Kindergarten is the golden age of childhood.
It is the brief and wonderful time in a child’s life when he or she has been around long enough to acquire a bit of logic. But with a worldview that can fit through the eye of a needle, and no social filter; coupled with the ability to communicate in complete sentences, the use of logic often has results that can be quite interesting.
A perfect example is the conversation I overheard in the car the other day between my son and his friend Liv:
Liv: You’re picking your nose Wyatt.
Wyatt: I know.
Liv: You know you can’t do that at school.

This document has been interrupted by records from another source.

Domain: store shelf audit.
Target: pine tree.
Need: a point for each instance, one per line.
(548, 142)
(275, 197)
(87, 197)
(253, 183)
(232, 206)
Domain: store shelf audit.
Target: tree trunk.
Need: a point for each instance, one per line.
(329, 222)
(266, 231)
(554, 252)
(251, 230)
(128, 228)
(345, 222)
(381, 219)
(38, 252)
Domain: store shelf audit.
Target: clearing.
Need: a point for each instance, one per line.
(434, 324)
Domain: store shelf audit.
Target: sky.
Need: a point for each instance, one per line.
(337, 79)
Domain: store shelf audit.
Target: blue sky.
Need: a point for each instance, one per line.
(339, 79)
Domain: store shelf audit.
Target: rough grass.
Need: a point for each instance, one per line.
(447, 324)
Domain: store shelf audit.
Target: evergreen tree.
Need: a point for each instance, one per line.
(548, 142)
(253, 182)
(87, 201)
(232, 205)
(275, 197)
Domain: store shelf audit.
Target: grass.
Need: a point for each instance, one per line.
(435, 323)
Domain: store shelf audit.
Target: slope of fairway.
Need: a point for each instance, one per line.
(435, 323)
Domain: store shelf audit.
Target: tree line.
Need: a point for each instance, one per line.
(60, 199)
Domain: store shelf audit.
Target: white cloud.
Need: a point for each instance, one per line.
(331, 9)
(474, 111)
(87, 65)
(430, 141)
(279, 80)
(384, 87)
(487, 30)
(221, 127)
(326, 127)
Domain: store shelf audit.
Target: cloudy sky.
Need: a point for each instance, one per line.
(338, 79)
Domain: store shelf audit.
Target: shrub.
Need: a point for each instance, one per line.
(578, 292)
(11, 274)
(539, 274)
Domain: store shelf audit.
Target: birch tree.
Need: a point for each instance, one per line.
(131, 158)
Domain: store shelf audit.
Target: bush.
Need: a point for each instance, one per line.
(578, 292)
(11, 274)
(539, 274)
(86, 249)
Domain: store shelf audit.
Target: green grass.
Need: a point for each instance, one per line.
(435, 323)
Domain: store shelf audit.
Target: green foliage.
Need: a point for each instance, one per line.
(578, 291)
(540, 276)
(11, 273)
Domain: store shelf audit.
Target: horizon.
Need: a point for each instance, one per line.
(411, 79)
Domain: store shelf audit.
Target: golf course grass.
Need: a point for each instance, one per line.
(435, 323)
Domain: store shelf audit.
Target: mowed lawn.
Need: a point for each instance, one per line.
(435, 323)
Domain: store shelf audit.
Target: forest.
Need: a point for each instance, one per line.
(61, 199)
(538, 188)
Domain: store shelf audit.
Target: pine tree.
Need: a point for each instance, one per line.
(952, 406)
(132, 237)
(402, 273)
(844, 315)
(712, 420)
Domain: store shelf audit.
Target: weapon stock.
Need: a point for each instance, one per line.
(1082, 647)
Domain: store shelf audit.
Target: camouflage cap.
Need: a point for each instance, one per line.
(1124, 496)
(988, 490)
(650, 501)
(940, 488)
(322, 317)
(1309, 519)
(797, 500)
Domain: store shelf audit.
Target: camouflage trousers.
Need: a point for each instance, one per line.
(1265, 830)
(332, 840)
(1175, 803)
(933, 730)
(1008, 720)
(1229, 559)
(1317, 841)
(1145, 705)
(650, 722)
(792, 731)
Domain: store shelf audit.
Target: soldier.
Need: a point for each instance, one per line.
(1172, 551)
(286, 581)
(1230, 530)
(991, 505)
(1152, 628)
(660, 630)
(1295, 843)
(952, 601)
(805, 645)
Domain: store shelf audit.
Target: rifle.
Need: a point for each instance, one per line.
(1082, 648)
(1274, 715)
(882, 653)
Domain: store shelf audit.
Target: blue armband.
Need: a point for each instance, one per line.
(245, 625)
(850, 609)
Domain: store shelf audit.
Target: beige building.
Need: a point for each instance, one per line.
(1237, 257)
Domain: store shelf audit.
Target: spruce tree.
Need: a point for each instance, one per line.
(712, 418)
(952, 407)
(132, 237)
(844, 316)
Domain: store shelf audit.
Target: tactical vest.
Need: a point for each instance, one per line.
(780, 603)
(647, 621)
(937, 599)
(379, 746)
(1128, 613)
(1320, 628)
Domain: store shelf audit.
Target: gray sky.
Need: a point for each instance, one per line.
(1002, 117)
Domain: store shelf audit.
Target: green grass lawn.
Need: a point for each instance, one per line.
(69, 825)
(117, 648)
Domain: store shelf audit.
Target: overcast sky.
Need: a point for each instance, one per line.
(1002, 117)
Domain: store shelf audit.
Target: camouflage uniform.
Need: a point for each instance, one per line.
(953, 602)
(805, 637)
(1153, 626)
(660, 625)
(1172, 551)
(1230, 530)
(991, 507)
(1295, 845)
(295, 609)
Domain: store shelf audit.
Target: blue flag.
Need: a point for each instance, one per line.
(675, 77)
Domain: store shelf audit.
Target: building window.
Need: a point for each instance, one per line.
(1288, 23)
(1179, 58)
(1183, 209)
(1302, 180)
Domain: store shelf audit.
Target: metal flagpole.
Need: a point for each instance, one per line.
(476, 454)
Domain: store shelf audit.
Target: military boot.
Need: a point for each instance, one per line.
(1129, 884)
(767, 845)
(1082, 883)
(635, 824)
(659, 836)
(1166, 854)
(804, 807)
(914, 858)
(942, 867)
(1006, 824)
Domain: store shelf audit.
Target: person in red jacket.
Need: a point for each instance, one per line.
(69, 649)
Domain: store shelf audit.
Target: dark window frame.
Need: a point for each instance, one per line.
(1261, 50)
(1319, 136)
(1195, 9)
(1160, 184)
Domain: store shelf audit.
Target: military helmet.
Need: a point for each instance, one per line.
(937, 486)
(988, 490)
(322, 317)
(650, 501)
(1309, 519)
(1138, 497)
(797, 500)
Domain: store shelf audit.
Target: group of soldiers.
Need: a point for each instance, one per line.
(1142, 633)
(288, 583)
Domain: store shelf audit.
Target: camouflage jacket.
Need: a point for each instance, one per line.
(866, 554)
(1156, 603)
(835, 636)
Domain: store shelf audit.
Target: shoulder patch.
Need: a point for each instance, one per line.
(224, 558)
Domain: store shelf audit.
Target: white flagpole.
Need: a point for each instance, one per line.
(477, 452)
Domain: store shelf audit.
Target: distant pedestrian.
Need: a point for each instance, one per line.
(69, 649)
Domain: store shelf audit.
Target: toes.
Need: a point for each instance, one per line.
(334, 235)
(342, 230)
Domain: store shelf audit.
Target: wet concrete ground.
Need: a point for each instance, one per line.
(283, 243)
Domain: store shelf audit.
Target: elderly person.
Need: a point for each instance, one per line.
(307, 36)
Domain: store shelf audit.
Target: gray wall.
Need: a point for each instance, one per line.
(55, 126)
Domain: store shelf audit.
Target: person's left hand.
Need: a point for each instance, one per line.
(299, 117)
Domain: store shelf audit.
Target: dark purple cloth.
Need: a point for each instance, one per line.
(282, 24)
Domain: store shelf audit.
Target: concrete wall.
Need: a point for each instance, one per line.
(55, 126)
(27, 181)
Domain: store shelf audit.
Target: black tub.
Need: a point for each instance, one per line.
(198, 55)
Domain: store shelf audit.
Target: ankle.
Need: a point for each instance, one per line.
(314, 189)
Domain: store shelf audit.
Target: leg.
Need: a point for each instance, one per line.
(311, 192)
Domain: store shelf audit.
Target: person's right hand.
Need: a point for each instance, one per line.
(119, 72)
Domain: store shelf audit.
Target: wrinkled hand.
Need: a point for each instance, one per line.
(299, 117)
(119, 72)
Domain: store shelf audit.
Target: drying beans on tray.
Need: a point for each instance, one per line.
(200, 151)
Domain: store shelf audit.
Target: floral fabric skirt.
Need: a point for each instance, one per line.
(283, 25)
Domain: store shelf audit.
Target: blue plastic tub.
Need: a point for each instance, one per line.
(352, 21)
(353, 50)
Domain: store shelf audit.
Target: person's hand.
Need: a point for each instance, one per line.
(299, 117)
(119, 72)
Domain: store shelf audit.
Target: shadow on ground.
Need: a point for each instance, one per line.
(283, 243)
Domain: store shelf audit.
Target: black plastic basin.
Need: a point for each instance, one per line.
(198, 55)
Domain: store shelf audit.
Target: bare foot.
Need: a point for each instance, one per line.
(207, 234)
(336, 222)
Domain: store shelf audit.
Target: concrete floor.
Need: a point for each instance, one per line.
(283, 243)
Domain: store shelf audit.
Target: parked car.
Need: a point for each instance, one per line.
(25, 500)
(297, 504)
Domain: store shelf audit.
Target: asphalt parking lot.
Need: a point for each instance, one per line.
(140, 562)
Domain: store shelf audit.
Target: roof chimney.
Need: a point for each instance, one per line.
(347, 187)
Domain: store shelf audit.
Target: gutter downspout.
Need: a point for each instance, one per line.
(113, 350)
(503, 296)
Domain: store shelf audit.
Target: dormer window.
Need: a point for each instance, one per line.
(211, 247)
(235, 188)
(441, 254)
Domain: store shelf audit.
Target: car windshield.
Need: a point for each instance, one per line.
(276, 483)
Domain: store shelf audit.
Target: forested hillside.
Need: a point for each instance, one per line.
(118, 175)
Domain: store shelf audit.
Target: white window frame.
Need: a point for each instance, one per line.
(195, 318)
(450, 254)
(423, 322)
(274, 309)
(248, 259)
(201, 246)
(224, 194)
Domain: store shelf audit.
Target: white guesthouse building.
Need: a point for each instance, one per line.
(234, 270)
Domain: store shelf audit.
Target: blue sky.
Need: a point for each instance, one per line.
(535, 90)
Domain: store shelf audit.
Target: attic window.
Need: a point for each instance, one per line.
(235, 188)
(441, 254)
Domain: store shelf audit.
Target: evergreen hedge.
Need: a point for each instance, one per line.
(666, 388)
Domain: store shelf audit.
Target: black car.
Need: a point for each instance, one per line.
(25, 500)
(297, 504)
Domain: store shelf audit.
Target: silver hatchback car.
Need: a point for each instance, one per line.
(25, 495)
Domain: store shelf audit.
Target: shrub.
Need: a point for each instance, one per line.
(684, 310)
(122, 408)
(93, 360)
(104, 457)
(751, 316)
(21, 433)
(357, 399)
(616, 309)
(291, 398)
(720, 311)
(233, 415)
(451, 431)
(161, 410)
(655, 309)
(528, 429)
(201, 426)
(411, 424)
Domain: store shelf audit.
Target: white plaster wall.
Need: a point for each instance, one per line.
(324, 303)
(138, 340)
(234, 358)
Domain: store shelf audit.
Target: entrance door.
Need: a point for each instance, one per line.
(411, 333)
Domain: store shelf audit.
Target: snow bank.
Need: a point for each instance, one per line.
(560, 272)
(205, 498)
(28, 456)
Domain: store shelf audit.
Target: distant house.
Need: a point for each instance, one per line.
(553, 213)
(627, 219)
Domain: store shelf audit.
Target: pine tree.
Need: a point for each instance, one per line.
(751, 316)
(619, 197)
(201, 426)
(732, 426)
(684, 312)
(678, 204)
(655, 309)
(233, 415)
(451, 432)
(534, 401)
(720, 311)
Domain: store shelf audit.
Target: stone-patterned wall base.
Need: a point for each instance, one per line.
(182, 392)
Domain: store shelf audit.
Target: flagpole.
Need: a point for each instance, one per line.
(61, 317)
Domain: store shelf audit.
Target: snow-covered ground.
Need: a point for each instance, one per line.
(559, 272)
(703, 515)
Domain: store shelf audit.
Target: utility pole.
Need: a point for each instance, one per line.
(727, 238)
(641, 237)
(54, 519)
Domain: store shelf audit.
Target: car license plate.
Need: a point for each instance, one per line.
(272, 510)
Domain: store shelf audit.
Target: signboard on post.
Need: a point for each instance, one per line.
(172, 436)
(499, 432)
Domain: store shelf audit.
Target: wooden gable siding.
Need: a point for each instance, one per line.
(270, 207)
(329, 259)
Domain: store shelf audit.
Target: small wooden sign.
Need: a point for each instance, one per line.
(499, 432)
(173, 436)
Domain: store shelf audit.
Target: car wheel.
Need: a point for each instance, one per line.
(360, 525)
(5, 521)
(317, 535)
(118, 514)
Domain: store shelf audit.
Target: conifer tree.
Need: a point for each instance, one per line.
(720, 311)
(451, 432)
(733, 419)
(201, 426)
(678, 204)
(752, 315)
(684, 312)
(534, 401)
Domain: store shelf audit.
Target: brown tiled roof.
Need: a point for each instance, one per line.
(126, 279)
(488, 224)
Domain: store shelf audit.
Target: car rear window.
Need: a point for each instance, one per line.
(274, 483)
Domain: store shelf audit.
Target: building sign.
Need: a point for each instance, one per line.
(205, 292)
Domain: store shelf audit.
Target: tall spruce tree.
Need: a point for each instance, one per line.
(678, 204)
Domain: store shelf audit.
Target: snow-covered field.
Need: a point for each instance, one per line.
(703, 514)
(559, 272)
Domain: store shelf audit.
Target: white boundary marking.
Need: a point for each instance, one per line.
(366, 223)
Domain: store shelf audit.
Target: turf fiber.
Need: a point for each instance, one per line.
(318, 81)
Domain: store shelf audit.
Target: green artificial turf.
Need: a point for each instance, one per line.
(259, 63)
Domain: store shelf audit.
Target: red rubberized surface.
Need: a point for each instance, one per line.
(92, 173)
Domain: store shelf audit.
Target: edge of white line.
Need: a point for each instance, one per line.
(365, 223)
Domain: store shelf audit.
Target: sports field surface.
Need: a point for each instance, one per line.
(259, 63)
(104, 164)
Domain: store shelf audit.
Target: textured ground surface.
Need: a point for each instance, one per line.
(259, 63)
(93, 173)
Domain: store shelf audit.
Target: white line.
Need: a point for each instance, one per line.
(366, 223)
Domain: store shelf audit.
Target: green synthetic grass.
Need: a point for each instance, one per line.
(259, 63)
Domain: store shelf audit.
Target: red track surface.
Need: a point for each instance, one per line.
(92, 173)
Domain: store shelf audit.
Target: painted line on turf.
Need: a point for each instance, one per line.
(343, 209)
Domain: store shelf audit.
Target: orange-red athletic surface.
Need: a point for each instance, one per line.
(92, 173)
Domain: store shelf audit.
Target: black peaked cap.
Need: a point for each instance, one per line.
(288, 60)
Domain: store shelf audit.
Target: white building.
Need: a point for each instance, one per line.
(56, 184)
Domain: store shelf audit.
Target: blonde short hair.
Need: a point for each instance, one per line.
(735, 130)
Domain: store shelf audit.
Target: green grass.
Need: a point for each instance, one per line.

Wyatt: That’s why I’m doing it now.
The answer must have made perfect sense to Liv, because that was the end of their exchange.
I envy kindergarteners – not the nose picking, but the ability to speak their mind so freely.
I was reminded of this when I chaperoned the field trip to the post office last month. The postmaster showed the kindergarten students the inside of a mail truck and spoke to them about the job of a postal carrier. During his talk he casually mentioned that if anyone has a dog, it should be locked up whenever the mailman comes.
When the postmaster opened it up for questions, hands that had been resting quietly on crossed legs instantly shot up.
The first child had a comment, not a question.
“I have a dog,” he said.
The next kid who the postmaster pointed to announced, “I had a dog but it died,” followed by, “My dog is a Golden Retriever and it barks whenever the mailman comes.”
And another; “Our dog is not allowed in the kitchen, but sometimes he goes in there anyway.”
The teacher stepped in and saved the poor postmaster, suggesting it was time to walk around the mail truck from the other direction.
A set of social norms unique to kindergarteners is a big part of what makes them so cute and funny to us.
I think because it is our family’s last go around with kindergarten, I have been making it a point to notice and enjoy every little thing. As if on a last walk in a beautiful place I know I will never return to, I seem to linger a little longer taking in the scenery and the sounds. When my older kids were in kindergarten, I had a baby on my hip, or a toddler tugging at me, or both – I was distracted.
But this last pass through has been much more leisurely for me. It has afforded me the opportunity to collect in my mind a list of what I love about kindergarten. Yes, the fact that kids say whatever comes to their mind is one, but there is more:
– It is the last time in one’s life until about the age of 80 that it is socially acceptable to wear Velcro shoes.
-You can get away with giving the women in your life jewelry made out of pasta and they proudly wear it.
– You “do” calendar. Never in real life would someone say, “Hey, let’s do calendar today.” But figuring out what month and day it is never seems to get old.
– Every job you have ends when the day ends. You never have to take work home with you: Pencil Sharpeners, Paper Passers, Table Monitors, and Ball Monitors all have a nice balance between work and play.
– All of your important things go into a cubby. Why don’t adults have cubbies?
– Show and Tell – need I say more?
What do you love about kindergarten? I look forward to hearing your additions to the list.